Design Diagrams Should Be Standard

Only 8% of sampled studies included a design diagram. This is a missed opportunity. A well-constructed temporal diagram communicates index date anchoring, washout periods, covariate assessment windows, and follow-up rules more clearly than paragraphs of text.

Data Provenance Needs Attention

We routinely specify the data source and study period, but rarely document the data version, extraction date, or refresh cycle. As the paper demonstrates, this can matter — especially for outcomes like death that are sensitive to data linkage updates.

Reproducibility ≠ Validity

A critically important nuance: the paper emphasizes that reproducibility is necessary but not sufficient for validity. A study can be perfectly reproducible yet suffer from confounding, misclassification, or selection bias.

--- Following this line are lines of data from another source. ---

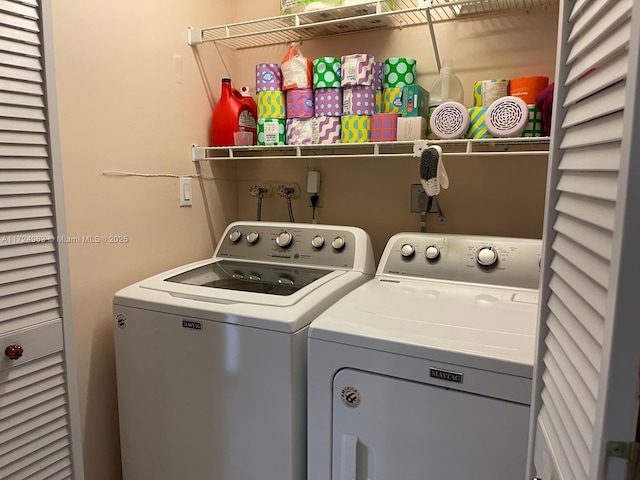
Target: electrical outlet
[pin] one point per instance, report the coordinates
(418, 198)
(320, 203)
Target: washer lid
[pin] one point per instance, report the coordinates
(234, 281)
(491, 328)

But if we can’t even reproduce a result, we certainly can’t evaluate its validity.

Connecting to Broader Trends

The REPEAT findings align with the broader push for structured protocols and transparency in RWE:

ISPE/ISPOR guidelines on reporting for database studies
FDA’s RWE Framework emphasizing fitness-for-purpose and transparency
HARPER and other protocol templates that formalize design documentation
HARmonized Protocol Template (HARPER) requiring pre-specification of algorithms

As someone who evaluates RWD sources and executes studies in claims and EHR data, I see this paper as a call to treat every study as if it will be independently reproduced — because increasingly, it might be.

Takeaway

The glass is more than half full: most RWE studies are reasonably reproducible. But “reasonably” isn’t good enough when the stakes include regulatory approvals and coverage decisions affecting millions of patients. The path forward is clear: greater operational transparency, standardized reporting of design parameters, and honest acknowledgment that the data itself is a moving target.

The REPEAT Initiative didn’t just measure reproducibility — it gave the field a roadmap for improving it.